|Enter this space...|
|I'm Listening 24 x 30 oil painting|
If you are bemoaning your current state because it's not where you want to to be, turn around and see how far you've come.
So many days I hated the life I was living. I worked a job where there was no way I would advance and didn't care to. I was on the verge of losing the job and as it was said to me by my boss at the time, it was because "You aren't happy." My car was old and always problematic and though I worked diligently in my church, respected by my students, somehow all the "positions of prestige" were awarded to others. I was depressed, so much so, I could not see any light at all. I held on to my faith, but I wasn't allowing it to hold me. It was a matter of perspective, and quite honestly, I spent each day looking at the ground!

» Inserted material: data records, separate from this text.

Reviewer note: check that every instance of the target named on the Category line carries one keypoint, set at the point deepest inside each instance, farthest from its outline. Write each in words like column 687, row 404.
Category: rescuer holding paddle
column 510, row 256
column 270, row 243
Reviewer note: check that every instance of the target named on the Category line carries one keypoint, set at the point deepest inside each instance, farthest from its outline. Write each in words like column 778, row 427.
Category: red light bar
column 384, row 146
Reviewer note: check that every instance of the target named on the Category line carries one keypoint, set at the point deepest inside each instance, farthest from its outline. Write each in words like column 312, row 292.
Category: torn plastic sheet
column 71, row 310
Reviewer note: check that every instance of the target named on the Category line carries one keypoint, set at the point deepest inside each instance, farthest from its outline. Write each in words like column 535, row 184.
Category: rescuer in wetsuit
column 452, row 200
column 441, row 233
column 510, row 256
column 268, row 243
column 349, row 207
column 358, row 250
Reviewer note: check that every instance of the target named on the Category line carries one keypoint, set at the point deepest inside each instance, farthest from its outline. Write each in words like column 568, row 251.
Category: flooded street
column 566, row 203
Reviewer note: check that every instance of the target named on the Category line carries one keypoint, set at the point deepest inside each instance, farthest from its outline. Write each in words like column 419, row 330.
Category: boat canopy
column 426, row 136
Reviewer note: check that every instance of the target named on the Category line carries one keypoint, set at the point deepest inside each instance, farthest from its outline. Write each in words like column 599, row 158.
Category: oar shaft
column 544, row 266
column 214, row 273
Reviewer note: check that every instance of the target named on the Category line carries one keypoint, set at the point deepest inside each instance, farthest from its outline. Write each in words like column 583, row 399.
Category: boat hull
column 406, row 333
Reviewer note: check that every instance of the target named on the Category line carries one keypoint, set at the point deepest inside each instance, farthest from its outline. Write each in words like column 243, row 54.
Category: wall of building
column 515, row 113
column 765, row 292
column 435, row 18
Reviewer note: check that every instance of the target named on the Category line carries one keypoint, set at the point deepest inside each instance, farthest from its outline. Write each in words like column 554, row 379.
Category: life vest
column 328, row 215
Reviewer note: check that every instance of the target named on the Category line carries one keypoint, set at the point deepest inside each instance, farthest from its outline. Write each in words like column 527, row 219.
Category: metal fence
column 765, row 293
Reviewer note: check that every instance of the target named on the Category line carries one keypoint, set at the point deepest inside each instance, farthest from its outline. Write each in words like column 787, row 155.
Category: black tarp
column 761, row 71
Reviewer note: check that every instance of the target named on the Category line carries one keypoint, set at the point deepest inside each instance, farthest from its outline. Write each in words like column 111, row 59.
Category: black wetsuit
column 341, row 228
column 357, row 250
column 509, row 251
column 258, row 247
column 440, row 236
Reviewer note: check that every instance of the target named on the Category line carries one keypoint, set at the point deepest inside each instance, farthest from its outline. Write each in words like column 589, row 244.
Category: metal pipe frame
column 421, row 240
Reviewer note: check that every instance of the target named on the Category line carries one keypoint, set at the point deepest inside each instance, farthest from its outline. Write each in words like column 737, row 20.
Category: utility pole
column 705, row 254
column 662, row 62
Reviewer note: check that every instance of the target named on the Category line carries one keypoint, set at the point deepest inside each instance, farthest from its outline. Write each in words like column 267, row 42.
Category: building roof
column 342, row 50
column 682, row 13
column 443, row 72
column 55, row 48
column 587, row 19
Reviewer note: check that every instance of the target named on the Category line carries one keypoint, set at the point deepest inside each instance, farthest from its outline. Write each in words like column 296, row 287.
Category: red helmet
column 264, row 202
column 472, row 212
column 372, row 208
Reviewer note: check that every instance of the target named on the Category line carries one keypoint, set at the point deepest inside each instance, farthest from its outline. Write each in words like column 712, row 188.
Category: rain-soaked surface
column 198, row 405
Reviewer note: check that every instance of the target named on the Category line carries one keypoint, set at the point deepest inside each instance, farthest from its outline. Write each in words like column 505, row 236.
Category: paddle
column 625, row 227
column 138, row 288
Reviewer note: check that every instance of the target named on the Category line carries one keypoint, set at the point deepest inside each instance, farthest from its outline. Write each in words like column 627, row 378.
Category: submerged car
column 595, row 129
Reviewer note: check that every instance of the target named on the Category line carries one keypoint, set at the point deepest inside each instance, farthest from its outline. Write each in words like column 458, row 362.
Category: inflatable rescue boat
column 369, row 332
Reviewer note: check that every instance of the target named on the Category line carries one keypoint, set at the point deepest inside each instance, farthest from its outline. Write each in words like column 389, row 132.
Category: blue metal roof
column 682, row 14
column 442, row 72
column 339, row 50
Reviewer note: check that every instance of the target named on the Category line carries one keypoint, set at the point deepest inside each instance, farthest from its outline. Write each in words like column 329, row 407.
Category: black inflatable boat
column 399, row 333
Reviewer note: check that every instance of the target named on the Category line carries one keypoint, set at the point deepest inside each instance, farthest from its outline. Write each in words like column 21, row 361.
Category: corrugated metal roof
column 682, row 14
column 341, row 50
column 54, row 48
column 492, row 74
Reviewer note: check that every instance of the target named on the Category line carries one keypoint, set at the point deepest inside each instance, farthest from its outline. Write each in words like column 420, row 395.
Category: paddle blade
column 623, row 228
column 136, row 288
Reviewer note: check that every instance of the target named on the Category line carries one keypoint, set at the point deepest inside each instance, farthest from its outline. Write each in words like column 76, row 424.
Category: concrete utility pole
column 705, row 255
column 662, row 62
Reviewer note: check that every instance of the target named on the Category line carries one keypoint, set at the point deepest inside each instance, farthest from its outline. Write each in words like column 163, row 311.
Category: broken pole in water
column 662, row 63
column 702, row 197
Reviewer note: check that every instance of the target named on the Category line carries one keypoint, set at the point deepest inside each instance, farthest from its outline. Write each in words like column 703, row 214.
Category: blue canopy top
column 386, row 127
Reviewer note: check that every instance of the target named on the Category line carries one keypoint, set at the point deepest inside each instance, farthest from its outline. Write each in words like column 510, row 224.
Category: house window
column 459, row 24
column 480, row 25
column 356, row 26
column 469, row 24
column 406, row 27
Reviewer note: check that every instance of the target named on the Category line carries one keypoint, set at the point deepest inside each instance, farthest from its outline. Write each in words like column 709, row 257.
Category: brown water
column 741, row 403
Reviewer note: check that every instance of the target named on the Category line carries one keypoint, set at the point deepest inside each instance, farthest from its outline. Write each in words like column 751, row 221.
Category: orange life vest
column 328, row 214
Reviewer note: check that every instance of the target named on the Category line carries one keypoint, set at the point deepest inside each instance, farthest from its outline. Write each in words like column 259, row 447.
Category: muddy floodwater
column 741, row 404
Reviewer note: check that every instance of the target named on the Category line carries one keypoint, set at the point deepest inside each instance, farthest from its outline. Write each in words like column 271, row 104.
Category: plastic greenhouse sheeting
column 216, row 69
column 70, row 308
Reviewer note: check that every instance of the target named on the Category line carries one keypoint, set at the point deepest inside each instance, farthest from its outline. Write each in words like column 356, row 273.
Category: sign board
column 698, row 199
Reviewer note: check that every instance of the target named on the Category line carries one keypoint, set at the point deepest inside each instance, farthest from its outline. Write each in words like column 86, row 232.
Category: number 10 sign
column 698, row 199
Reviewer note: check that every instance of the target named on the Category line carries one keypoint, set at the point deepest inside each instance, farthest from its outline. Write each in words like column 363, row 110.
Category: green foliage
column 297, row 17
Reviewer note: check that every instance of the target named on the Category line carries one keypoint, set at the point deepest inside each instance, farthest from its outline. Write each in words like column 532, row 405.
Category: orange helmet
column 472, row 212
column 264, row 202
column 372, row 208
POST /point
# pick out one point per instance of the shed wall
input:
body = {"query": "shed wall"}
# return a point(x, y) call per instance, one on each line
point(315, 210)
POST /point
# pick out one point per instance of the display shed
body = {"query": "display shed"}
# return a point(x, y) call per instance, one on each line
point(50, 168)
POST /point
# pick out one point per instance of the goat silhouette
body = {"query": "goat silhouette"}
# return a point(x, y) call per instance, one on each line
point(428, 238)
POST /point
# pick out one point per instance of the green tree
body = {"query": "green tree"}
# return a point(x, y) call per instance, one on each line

One of the nagging issues in my life for many years was the absence of creativity. Sure I could creatively teach a Sunday School lesson, providing students with "food for the soul" to last a lifetime. I could preach a sermon, taking God's word and allowing it to filter through my perspective. When a friend or coworker needed to talk about their problems, I listened, prayed and opened my mouth to provide helpful suggestions and perspectives. But in my mind, this wasn't enough. I wanted to draw and paint.
It's 2014. I"ve been painting and drawing again nearly every day for five years. I always have an image or an idea for one in my head. At the moment, there's a painting and drawing that I can't wait to put my hand and soul upon!!! And I'm writing. I write every day, nearly all day. I'm sure my coworkers think I'm slacking off because I'm always hunched over my notepad writing something. When people need to talk, I listen. When they need a bit of advice or just another perspective, I'm there.
But the journey does not end there. In my heart, I can be as depressed as I was years ago. But depression, anxiety, even fear have a new perspective for me: they remind me "I'm not done yet!" I am thankful to be creative again. The very idea that I have more projects in mind that I have time to do is both motivating and depressing, but its so much further than years ago! Twenty years ago, I wouldn't allow myself to think about drawing and most certainly not painting. I built a 20' fence around visual expression.